Naquele período, a Polícia Civil ainda realizava uma série de investigações, obtendo, inclusive, a quebra dos sigilos bancário, telefônico e fiscal dos alvos das investigações. Quando a polícia chegou ao nome do juiz Antônio Leopoldo, o caso teve de ser remetido ao Tribunal de Justiça, pois um magistrado tem foro privilegiado para ser investigado. Somente no início de abril de 2005, dois anos após o assassinato do magistrado, é que o Tribunal de Justiça anunciou oficialmente que Leopoldo estava sendo acusado de ser um dos supostos mandantes do crime, junto com o coronel Walter Gomes Ferreira. O Tribunal, na ocasião, não indiciou o empresário e ex-policial Calu. Mais tarde, porém, é que o Ministério Público incluiu o nome de Calu no processo, quando o caso voltou à esfera de primeiro grau.
Antes de dezembro de 2003, Calu já era investigado pela Polícia Civil. Por isso, dos três denunciados pelo suposto crime de mando, somente ele se submeteu ao teste do Polígrafo. Ferreira, que estava numa prisão federal do Acre, ficou de fora do teste. Leopoldo não fez o exame porque ainda não era alvo das investigações.
Embora a Polícia Civil tenha deixado de fora do relatório do indiciamento dos acusados o Laudo Técnico Pericial de Aplicação do Polígrafo, o documento foi anexado aos processo, na Justiça, a pedido dos advogados dos acusados.
O processo
1) Odessi Martins da Silva Júnior: penas fixadas em 25 anos e dois meses de reclusão em regime fechado, incurso nas penas do art. 121 § 2º, incisos I e IV e artigo 155, § 4º, inciso IV, e art. 288 c/c art. 29, na forma do art. 69, todos do Código Penal. Sentença transitada em julgado com Guia Expedida.
2) Giliarde Ferreira de Souza: penas fixadas em 24 anos e seis meses de reclusão e 60 dias multa, regime de pena fechado. Incursão nas penas do art. 121 § 2º, incisos I e IV e artigo 155, § 4º , inciso IV, e art. 288 c/c art. 29, na forma do art. 69, todos do Código Penal. Guia Expedida.
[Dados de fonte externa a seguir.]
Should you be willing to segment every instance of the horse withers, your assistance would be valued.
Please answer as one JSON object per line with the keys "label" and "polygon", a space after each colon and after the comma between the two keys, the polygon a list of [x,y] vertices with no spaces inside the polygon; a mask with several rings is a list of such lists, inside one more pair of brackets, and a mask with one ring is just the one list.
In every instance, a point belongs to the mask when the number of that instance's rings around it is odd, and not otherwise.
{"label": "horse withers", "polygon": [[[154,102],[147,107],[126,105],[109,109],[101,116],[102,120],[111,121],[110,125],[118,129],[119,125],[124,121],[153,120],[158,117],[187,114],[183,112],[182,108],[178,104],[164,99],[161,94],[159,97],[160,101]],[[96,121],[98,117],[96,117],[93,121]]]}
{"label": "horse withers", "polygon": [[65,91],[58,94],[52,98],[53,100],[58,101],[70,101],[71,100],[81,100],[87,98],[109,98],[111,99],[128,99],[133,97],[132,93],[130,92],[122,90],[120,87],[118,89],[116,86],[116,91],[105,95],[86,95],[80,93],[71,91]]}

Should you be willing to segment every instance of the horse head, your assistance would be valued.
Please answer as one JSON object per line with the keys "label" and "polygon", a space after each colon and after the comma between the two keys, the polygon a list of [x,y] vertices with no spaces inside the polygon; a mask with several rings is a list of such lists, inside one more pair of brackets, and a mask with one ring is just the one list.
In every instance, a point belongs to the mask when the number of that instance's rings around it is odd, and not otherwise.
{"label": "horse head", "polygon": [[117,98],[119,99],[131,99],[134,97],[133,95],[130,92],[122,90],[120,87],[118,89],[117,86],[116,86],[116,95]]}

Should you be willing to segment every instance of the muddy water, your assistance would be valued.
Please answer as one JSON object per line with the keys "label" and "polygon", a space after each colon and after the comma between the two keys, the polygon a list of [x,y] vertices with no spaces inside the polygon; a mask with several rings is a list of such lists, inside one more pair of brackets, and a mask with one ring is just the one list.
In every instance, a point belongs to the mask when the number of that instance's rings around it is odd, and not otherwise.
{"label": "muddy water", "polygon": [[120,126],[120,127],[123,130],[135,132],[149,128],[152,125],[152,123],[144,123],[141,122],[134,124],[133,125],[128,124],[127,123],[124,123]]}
3) André Luiz Tavares: condenado a oito anos e quatro meses de reclusão em regime inicialmente fechado, incurso nas penas do art. 121 §2º, inc. I e IV , art. 155 §4º inc.IV, art. 288,c/c art. 29 , na forma do art. 69 todos do Código Penal. Guia Expedida pela Quarta Vara Criminal de Vila Velha, face ao trânsito em Julgado da Sentença.
4) Leandro Celestino dos Santos: condenado a pena de 15 anos e dois meses de reclusão em regime fechado, incurso nas penas do art. 121 §2º, inc. I e IV c/c art. 29, caput e art. 288, caput, todos do Código Penal.
5) Heber Valêncio: julgado pelo Tribunal do Júri com pena imposta de 20 anos e três meses de reclusão,incurso nos artigos 121,parágrafo segundo incisos I e IV c/c art. 29, ambos do Código Penal, cumprimento de pena em regime fechado.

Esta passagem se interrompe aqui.